One of them might well have involved the prolix case of the USA goalkeeper Tim Howard. A Sunday paper revealed that when United signed him after he had excelled in France in the Confederations Cup, winning an appeal to the Department of Employment, a large sum of money had been paid to an obscure Italo-Swiss agent. The newspaper described how most of that money had been passed on to an English football agent in Monaco, and thence to Jason Ferguson, Alex’s son, then running a football agency in Manchester called Elite. But as I knew full well, being at the time a member of that small appeals committee which met in a fashionable London hotel, no agent could ever come near us.
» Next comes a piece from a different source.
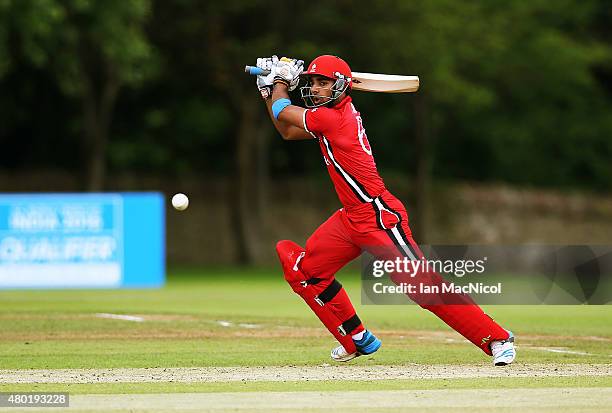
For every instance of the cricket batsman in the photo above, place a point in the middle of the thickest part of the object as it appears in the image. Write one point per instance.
(370, 219)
And Ferguson was incensed when the BBC Panorama programme ran an expose of the Elite agency. So much so that he refused to speak again to any BBC sports programme, though the sports department had no involvement with Panorama. A ban which endured for seven sullen years.
And for many years past he has refused to give the obligatory post match interviews after Premiership games. The Premiership itself being too timid to discipline him, though he has been fined, occasionally, by the European body, for such behaviour.
For some time it was reported that when a youngster signed for United, Ferguson insisted that he leave his agent if he had one and go to Jason and Elite. Now Elite no longer exists, but Jason handles lucrative prospects for his father.
Wayne Rooney, who has said how much more pleasant it is to play now for the new incumbent at United, David Moyes, is criticised for his various transfer requests, displeased that he was being used out of his striking position, critical of the club’s transfer policy three years ago. Ferguson though admits that had Rooney previously been playing as well as he is now there would have been no contretemps.
A major surprise is his warm words for the American Glazer family, detested by United fans for the way they bought the club, then contrived to burden it somehow with the colossal debt which they themselves had incurred. For Ferguson it was enough they allowed him to spend as he wishes on transfers, but a financial day of reckoning can hardly be postponed indefinitely even with regular 75,000 crowds at Old Trafford and huge global sales of various merchandise.
Where Ferguson, who worked wonders in Scotland and in Europe with modest Aberdeen before he came to Old Trafford, does deserve self-satisfaction is in the subtle way he handled the tempestuous, sometimes violent French international Eric Cantona, much for the Leeds United Manager Howard Wilkinson and picked up for what soon seemed a derisory GBP1 million. Not every player received what came to be called ‘The Hairdryer Treatment’, with Ferguson fulminating in their face.
That he has been an exceptional and hugely successful club manager is undeniable. But when he managed Scotland in Mexico in the 1986 World Cup, elimination was swift and disappointing.